El ser humano siempre ha sido tentado por la idea de la posteridad representada por los grandes monumentos y los proyectos faraónicos. Sin embargo, si debe sobrevivir algo de nosotros, debería ser la historia de las personas comunes que moldearon nuestra época y que tuvieron que lidiar con interminables contradicciones. John Wilson las documenta en un intento por explicarse a sí mismo y la realidad en la que vive. En una de las escenas más memorables de la docuserie, el explorador se encuentra a un par de hombres que viven en remolques y que, como muchos olvidados, no tienen acceso a los servicios básicos como recolección de basura y alcantarillado.
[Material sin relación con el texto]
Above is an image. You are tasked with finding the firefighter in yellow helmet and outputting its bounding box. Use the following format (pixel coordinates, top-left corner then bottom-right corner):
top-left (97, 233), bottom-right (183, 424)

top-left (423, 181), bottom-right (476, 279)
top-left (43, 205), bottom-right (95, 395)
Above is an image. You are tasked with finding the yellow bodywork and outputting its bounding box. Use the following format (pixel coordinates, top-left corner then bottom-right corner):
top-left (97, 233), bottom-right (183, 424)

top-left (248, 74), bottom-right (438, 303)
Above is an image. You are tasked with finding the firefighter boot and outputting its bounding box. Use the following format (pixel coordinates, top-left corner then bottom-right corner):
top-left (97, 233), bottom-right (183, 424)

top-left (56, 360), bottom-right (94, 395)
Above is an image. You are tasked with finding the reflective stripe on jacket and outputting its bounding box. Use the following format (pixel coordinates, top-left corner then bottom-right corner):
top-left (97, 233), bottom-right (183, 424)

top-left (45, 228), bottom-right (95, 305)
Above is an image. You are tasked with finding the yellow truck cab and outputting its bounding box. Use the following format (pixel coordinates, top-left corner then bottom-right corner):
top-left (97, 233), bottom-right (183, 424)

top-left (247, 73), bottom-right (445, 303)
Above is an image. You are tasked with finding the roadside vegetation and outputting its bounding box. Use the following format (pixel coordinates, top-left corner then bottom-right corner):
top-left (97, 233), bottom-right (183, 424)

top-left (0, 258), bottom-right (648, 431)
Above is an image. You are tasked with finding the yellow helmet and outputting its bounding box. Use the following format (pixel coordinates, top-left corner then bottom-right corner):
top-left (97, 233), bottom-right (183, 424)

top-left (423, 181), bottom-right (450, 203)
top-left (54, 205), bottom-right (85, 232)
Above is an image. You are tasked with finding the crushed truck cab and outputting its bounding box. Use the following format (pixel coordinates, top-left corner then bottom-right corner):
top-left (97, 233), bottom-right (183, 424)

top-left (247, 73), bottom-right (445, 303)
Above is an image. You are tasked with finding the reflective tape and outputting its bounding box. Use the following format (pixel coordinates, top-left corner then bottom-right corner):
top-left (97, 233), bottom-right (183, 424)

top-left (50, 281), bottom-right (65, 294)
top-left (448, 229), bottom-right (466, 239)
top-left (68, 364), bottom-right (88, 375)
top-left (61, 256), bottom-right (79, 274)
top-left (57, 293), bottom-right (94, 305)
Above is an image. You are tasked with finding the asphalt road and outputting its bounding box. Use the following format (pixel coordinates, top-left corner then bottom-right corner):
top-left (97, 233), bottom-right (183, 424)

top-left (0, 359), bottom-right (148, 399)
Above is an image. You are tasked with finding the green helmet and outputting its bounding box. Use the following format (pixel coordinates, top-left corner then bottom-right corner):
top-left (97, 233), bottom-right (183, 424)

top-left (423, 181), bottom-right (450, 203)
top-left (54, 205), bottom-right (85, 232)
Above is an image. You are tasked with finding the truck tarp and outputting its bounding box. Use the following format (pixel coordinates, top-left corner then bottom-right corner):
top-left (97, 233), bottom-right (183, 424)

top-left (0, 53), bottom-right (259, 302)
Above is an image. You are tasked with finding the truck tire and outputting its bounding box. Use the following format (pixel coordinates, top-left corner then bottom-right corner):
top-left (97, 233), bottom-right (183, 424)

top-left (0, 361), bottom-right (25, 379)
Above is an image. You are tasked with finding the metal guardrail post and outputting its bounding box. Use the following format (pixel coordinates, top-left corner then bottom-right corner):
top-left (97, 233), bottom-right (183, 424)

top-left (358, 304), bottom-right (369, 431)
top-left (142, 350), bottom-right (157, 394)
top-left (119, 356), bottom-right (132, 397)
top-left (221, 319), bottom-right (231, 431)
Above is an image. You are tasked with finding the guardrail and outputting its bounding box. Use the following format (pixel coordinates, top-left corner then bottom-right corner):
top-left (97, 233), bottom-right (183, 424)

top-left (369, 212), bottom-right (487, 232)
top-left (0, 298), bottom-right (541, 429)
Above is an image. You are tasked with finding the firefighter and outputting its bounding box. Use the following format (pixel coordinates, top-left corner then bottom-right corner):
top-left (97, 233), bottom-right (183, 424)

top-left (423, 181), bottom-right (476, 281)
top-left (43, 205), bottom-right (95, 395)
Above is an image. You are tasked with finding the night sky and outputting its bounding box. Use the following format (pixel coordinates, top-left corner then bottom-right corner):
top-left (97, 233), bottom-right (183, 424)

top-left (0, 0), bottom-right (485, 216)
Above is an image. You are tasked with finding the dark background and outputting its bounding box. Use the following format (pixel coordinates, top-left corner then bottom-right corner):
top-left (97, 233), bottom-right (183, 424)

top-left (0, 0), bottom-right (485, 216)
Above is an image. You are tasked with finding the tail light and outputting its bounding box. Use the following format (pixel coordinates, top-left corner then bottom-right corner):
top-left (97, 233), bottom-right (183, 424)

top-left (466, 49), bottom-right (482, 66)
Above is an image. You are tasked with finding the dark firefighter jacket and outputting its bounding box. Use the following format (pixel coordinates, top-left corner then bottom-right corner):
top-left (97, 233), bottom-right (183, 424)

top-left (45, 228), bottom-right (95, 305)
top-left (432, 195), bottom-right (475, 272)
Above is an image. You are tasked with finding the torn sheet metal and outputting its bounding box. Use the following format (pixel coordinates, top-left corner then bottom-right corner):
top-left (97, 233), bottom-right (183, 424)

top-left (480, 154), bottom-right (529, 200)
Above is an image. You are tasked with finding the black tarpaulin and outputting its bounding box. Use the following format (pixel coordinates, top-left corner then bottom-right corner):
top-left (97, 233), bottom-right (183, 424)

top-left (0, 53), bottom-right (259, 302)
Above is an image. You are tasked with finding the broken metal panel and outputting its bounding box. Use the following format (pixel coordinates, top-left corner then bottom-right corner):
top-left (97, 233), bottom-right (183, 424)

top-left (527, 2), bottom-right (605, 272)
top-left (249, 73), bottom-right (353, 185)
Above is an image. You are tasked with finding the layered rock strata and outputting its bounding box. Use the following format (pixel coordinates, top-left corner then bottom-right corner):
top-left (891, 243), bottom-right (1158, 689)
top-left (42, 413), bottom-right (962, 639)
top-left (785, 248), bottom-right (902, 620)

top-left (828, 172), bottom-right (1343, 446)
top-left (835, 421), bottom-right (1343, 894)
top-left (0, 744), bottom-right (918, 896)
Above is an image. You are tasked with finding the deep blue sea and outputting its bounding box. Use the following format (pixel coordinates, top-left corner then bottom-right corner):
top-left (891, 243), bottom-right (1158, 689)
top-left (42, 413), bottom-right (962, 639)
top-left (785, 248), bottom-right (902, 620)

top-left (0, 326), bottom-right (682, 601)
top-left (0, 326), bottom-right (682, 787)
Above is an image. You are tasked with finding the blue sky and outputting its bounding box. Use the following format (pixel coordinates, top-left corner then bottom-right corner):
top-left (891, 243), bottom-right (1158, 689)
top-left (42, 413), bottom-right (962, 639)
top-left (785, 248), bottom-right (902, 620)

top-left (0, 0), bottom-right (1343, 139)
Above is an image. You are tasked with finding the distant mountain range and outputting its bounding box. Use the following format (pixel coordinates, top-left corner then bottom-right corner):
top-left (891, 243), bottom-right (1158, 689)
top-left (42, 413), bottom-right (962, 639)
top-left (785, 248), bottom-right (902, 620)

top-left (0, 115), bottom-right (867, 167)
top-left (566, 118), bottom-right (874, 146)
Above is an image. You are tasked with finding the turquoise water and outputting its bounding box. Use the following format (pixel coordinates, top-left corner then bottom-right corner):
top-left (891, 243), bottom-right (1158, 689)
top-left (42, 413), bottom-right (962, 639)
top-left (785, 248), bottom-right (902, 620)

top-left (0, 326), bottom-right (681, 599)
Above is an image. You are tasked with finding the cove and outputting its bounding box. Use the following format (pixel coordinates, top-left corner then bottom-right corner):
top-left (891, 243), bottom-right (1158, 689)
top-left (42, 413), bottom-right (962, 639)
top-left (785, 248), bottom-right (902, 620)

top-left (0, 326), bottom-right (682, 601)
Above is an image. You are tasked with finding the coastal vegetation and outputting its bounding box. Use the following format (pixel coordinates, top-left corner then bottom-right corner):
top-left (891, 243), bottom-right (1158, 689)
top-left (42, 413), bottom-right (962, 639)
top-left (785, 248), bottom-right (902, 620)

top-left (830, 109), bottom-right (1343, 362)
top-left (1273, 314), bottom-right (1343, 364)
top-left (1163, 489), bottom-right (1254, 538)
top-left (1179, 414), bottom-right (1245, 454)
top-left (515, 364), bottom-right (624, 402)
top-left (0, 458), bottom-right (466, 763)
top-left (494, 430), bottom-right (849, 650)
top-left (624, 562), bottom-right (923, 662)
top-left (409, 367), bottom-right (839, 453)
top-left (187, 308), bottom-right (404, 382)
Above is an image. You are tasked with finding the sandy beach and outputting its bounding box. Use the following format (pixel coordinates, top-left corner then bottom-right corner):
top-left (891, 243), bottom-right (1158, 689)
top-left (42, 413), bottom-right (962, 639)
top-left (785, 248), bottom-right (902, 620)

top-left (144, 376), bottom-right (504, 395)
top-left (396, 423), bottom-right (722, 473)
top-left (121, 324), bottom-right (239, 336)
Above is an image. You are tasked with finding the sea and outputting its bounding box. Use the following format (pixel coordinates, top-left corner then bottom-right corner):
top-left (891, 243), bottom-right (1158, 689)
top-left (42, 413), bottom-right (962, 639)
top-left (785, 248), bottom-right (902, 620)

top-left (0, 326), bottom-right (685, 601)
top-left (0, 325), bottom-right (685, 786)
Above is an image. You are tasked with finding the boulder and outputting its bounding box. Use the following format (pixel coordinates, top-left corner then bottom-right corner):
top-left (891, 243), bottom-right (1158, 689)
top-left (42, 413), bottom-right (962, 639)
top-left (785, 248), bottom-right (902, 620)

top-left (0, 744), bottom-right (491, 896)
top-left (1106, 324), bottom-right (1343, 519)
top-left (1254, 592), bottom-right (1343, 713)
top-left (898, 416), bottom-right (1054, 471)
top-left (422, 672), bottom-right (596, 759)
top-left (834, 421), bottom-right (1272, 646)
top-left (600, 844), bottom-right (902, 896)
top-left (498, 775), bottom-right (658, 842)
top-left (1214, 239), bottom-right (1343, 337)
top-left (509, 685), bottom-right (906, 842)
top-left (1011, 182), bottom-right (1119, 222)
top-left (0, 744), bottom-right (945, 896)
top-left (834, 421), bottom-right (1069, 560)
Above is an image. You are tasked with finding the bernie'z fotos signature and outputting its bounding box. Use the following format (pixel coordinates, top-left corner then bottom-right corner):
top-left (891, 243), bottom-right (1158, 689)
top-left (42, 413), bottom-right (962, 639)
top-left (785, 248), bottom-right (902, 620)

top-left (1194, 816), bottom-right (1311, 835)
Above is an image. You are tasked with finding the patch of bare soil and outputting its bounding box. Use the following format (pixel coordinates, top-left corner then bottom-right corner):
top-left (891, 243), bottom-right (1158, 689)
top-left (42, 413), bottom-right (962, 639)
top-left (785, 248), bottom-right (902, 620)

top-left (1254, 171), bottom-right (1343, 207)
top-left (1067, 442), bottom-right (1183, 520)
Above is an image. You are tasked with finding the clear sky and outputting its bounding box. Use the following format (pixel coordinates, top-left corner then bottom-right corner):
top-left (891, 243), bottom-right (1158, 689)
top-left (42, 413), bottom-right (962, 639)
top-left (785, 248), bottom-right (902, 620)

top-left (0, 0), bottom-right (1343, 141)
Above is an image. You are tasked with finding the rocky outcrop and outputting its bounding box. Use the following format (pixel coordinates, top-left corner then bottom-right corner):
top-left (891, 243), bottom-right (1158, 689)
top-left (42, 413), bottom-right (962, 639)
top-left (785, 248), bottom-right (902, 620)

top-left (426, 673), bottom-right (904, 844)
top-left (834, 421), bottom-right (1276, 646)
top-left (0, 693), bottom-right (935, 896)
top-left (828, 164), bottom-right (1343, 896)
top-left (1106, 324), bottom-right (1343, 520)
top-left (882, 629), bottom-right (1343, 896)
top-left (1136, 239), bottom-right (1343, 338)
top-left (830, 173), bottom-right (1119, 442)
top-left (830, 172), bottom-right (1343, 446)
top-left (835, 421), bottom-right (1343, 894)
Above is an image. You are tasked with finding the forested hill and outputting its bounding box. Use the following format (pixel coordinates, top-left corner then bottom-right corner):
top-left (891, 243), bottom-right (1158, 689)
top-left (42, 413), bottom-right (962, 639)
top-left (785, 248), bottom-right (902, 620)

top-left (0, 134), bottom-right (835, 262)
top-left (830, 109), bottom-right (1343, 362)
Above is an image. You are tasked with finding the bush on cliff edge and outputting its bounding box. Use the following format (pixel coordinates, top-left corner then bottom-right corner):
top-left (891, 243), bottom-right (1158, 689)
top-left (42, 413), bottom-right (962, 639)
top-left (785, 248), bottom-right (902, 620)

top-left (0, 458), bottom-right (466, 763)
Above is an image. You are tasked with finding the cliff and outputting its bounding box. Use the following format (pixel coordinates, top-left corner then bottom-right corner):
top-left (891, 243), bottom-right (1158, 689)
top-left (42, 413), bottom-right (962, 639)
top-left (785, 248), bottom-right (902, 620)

Con un tono de orgullo, afirman que la gente que habita los suburbios privilegiados no sabría qué hacer en caso de un desastre. Ellos, por el contrario, podrán sobrevivir en el colapso, pues ya viven en él. Vistos a la distancia de los años, acaso de los siglos, los personajes que supo mirar a través de su cámara John Wilson hablarán más que aquéllos que atraen los reflectores en nuestros días.